Il se retourne vivement à l’entente de mon cri et pour le coup je me sens réellement bête, ayant crié un peu trop fort sans m’en rendre compte. Mais j’ai besoin de savoir quelque chose…

  • Oui ?

— Je… Comment tu t’appelles ? »

C’est vrai que ma question n’a pas de sens, j’aurais dû le lui demander plus tôt. Je n’y ai pas songé, parce que ça m’était égal de savoir qui il était. La vérité c’est que sa seule présence m’a suffi, tout simplement

  • Liam Wright

— Je…

— Et je sais que le tien est June , June Henley ? répond t-il en souriant une dernière fois. On se voit plus tard. »

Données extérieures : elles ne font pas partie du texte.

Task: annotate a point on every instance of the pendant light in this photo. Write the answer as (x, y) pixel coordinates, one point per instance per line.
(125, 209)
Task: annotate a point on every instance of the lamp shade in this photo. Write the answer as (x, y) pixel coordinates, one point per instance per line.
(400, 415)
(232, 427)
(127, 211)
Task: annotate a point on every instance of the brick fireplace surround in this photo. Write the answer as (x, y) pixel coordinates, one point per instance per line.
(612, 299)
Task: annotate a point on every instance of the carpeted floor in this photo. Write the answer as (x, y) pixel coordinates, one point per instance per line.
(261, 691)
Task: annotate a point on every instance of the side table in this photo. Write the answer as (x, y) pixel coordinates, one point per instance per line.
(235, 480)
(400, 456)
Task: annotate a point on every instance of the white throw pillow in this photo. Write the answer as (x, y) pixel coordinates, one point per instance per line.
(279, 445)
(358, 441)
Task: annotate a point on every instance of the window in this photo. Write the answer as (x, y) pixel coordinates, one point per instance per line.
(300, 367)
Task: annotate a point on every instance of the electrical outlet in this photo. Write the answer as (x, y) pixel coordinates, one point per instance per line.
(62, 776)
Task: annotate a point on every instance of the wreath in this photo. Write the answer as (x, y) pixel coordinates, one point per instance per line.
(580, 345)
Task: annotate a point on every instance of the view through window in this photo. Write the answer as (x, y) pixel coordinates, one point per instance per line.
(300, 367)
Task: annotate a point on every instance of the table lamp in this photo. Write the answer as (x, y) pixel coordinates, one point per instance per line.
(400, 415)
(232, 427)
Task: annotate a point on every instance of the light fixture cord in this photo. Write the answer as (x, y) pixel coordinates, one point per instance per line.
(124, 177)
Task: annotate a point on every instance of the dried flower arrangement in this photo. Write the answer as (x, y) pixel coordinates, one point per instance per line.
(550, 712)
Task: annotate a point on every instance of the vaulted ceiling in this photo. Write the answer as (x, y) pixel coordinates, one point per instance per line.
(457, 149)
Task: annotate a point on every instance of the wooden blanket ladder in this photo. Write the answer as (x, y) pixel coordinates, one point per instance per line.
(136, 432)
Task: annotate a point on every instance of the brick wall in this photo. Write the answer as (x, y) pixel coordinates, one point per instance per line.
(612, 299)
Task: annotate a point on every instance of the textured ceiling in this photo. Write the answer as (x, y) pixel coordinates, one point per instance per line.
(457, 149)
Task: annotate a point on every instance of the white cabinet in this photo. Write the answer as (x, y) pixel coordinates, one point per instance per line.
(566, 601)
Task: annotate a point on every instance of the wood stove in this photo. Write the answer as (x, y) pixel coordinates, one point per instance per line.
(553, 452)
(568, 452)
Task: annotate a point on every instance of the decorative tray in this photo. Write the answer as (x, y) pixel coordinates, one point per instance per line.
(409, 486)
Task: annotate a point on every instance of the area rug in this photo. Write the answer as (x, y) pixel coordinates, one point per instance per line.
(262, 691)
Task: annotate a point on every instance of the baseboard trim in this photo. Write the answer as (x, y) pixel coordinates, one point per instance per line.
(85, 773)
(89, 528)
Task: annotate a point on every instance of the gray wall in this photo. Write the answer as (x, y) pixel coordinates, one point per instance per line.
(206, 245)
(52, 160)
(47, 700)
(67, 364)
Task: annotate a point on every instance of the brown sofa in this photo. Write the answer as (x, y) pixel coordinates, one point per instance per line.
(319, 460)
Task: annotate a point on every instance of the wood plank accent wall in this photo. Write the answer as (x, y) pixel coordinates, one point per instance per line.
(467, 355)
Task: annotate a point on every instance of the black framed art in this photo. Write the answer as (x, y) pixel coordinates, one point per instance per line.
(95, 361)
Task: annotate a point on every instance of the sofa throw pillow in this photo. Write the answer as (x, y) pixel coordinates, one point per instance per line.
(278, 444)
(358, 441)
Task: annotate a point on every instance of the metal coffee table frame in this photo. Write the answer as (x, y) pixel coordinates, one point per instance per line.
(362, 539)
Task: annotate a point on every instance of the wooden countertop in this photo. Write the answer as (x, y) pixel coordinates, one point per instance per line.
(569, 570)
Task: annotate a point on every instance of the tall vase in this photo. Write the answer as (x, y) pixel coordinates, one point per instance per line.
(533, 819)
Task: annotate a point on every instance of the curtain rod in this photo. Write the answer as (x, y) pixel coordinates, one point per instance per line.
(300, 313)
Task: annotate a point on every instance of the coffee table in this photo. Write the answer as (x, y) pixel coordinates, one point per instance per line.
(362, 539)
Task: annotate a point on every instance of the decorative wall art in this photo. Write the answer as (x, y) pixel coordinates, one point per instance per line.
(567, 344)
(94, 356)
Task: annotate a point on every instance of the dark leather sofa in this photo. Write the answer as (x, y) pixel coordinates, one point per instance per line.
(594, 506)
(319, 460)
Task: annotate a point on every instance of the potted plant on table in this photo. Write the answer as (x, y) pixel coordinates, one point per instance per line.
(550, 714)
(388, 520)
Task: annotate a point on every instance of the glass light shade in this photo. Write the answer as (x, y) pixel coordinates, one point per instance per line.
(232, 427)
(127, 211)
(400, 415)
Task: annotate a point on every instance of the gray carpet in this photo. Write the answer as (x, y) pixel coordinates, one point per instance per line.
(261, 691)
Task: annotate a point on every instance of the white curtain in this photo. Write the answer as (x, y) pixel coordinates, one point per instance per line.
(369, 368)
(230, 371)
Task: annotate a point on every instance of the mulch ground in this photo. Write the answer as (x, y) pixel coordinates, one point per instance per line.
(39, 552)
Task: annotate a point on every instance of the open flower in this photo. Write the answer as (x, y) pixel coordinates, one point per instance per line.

Puis il retourne sur ses pas sans demander son reste, me laissant seule au milieu des élèves qui commencent à circuler dans la cour. Un peu déboussolée, je me remémore ce rapide moment passé avec… Liam . J’ai un peu honte, il connaît mon nom alors que moi-même j’ignorais le sien. D’un pas plus léger, je commence lentement à me diriger vers les casiers pour prendre mes affaires de sport, ne songeant même pas à l’incident qui s’est produit à la cafétéria. Ça me survole même de savoir que je vais devoir supporter les humeurs de ces filles. Que je vais devoir supporter sa présence à lui.

Liam. Grâce à lui, je n’ai pas eu le temps de penser à l’amertume et la douleur. Il m’a à sa façon, permis de m’évader le temps d’un instant. Et aussi étrange que ça puisse paraître, mes lèvres se tordent dans un sourire.